Gersthofen: Bürgermeister Schantin verliert Mehrheit
CSU-Stadtratsfraktion spaltet sich - "Rebellen" treten aus
Mit diesem Schritt beendet das Trio ein monatelanges Hickhack in den eigenen Reihen, das spätestens bei der jüngsten CSU-Jahreshauptverssammlung vor einigen Wochen endgültig an die Öffentlichkeit drang. Doch ausschlaggebend für die jetzige Reaktion waren die aktuellen Begebenheiten. „Die Äußerungen von Bürgermeister Jürgen Schantin in einem Interview des ,Augsburg Journals’ und der Umgang der CSU-Fraktion mit diesen Vorgängen haben uns zu diesem Schritt bewogen“, so Romankiewicz-Döll, Liberta und Kaps gegenüber unserer Zeitung.
Albert Kaps geht dabei ins Detail. „Ich betone ausdrücklich, dass nicht wir die Grundsätze der Partei verlassen haben, sondern ausschließlich Bürgermeister Jürgen Schantin mit seinem Interview.“ Damit habe der Rathauschef das Grundsatzprogramm der Christsozialen und die Grundwerte mit Füßen getreten. Eine vertrauensvolle Zusammenarbeit mit dem Bürgermeister sei auf „diesem Niveau“ nicht mehr gegeben, so Kaps.

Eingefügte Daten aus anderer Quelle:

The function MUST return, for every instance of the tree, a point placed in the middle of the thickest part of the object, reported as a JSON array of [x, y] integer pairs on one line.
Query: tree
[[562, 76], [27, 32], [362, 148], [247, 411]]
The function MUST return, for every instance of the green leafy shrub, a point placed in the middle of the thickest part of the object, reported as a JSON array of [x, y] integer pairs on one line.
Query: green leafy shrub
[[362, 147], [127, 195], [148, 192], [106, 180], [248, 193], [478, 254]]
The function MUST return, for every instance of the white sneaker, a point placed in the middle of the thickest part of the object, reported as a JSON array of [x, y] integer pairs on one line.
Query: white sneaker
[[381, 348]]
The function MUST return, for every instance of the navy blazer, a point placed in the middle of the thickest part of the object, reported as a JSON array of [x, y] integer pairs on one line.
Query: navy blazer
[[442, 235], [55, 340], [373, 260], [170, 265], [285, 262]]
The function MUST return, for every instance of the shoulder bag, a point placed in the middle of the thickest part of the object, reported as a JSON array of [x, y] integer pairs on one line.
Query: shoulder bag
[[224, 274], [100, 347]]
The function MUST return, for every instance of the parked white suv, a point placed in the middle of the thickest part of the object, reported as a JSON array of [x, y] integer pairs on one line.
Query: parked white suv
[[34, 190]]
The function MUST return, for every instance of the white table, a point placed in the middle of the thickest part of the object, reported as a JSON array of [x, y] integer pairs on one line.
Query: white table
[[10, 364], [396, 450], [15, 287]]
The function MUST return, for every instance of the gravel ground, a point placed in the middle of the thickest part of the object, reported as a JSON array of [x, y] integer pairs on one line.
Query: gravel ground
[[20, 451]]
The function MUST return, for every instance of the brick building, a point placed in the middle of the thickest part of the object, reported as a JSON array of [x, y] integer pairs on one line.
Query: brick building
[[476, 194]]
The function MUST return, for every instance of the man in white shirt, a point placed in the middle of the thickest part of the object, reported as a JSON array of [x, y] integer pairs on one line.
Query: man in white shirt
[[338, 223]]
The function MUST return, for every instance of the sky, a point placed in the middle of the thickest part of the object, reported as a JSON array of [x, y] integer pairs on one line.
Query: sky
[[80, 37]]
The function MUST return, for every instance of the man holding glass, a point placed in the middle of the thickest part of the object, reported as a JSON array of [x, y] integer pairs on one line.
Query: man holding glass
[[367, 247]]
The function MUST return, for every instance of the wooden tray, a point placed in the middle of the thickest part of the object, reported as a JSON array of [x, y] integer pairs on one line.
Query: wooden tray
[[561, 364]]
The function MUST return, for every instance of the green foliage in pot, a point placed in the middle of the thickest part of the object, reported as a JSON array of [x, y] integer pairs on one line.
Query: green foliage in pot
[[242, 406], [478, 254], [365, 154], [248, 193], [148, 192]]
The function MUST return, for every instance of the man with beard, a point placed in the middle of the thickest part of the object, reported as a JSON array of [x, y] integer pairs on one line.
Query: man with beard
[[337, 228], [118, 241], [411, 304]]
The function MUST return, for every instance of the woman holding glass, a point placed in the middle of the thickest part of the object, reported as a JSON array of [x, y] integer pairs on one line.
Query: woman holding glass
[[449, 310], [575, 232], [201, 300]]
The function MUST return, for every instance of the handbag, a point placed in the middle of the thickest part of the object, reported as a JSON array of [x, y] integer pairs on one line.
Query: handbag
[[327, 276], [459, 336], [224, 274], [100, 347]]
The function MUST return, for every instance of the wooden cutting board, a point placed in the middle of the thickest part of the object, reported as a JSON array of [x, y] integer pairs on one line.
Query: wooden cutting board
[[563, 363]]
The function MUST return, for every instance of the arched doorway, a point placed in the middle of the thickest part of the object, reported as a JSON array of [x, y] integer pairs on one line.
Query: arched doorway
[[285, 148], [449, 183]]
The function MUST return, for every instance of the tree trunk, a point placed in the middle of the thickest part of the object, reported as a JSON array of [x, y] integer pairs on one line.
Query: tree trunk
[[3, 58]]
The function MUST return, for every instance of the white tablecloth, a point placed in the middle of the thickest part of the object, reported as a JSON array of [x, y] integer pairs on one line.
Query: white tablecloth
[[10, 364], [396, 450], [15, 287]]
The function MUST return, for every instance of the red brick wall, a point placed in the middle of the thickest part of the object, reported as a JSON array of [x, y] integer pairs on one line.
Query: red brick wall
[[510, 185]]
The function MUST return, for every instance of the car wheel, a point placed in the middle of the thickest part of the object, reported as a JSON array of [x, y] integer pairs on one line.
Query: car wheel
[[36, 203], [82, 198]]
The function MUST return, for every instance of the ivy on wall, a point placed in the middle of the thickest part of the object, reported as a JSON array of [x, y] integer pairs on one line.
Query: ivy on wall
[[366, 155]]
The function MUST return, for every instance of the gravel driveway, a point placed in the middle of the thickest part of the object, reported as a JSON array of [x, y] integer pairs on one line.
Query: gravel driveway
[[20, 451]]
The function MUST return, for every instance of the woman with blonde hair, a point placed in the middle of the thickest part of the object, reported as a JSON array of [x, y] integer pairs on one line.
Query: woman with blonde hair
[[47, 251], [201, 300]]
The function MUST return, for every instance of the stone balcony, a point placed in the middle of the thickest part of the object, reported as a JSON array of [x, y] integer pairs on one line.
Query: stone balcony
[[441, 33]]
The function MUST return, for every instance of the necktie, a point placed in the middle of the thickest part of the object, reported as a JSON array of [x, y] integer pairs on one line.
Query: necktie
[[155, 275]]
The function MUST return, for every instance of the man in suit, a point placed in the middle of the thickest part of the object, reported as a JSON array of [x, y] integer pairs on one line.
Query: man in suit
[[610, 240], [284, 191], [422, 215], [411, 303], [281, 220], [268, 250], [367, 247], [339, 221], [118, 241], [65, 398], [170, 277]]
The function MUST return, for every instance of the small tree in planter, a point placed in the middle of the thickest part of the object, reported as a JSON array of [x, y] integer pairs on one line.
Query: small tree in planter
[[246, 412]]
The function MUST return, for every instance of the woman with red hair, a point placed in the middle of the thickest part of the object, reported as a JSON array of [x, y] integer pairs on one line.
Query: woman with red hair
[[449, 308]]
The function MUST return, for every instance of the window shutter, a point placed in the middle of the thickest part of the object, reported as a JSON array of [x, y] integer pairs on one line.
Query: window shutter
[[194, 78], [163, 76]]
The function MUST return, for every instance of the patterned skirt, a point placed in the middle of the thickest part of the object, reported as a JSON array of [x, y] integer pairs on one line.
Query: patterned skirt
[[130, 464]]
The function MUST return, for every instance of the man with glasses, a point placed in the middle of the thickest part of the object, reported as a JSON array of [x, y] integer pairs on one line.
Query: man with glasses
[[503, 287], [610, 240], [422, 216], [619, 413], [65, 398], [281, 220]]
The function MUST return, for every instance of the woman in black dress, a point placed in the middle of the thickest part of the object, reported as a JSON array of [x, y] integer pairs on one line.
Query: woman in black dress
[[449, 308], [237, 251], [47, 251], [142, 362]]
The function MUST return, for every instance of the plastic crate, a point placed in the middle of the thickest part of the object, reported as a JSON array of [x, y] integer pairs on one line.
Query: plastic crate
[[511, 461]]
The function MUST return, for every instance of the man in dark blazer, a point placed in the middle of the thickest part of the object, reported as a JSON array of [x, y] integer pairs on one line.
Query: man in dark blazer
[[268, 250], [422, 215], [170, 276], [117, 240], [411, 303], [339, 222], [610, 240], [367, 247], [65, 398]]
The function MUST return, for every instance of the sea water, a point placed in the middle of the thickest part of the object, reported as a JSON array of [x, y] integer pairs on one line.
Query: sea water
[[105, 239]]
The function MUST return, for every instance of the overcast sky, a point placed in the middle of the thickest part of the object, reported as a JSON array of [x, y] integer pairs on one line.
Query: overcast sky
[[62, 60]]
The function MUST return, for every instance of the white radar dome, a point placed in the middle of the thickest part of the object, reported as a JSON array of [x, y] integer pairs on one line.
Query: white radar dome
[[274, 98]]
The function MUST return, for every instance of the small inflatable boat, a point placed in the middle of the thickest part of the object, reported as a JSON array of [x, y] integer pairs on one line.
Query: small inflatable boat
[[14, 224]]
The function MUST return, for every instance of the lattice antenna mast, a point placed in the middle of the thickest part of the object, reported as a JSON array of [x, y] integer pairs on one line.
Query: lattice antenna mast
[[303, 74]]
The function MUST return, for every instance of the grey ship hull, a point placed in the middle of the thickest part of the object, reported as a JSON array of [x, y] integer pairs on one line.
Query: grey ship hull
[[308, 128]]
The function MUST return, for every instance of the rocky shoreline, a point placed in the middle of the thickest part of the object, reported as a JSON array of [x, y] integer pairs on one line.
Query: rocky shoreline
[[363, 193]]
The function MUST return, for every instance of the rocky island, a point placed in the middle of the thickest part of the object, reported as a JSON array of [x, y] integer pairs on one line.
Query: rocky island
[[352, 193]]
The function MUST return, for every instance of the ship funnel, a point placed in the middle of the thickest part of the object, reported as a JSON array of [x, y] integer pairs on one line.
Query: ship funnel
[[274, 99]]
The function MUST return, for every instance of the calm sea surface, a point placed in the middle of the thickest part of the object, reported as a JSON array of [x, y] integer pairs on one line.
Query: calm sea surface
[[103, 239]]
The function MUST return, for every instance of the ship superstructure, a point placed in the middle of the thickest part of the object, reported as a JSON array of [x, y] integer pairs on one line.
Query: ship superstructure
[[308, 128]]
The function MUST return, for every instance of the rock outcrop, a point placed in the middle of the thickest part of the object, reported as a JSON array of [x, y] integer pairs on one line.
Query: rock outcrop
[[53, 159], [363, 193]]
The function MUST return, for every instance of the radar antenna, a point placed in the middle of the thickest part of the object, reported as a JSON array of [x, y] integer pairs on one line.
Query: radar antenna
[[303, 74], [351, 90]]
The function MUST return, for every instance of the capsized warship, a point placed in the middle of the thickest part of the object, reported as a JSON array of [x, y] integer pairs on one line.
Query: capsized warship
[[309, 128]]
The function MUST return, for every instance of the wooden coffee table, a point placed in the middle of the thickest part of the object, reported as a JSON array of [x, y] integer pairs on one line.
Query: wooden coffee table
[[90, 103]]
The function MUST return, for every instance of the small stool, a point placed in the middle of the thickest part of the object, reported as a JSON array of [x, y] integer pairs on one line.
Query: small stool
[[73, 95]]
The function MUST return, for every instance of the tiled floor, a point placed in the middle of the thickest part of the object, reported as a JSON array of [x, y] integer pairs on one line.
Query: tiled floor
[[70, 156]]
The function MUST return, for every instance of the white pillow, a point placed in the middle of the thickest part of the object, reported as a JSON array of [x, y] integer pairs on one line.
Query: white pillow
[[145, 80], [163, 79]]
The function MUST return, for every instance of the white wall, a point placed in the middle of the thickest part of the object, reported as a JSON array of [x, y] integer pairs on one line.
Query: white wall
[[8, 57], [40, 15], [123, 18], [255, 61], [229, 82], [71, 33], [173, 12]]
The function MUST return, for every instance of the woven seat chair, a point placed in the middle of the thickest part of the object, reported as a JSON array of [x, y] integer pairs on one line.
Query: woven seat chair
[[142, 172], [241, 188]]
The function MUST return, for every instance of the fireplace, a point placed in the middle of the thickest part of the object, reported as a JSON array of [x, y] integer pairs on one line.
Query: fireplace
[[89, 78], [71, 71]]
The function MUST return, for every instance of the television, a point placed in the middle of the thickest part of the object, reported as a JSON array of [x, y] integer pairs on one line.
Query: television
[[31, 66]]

Kein Vertrauen mehr genießt bei den Dreien auch die CSU-Fraktion. Die bloße Distanzierung der Fraktion gegen die Interview-Äußerungen des Bürgermeisters reiche nicht aus, erklärt das Trio. Diese sei letztlich nur „beschönigend“ gewesen.
Enttäuscht zeigen sich die Stadträte auch von der eigenen Partei. „Der CSU-Ortsverband hat auf die Vorwürfe öffentlich bisher noch gar nicht reagiert.“ Das Vertrauen sei komplett weg, resümiert Kaps, dem nach eigener Aussage von der Partei ein Ausschlussverfahren angedroht worden sei.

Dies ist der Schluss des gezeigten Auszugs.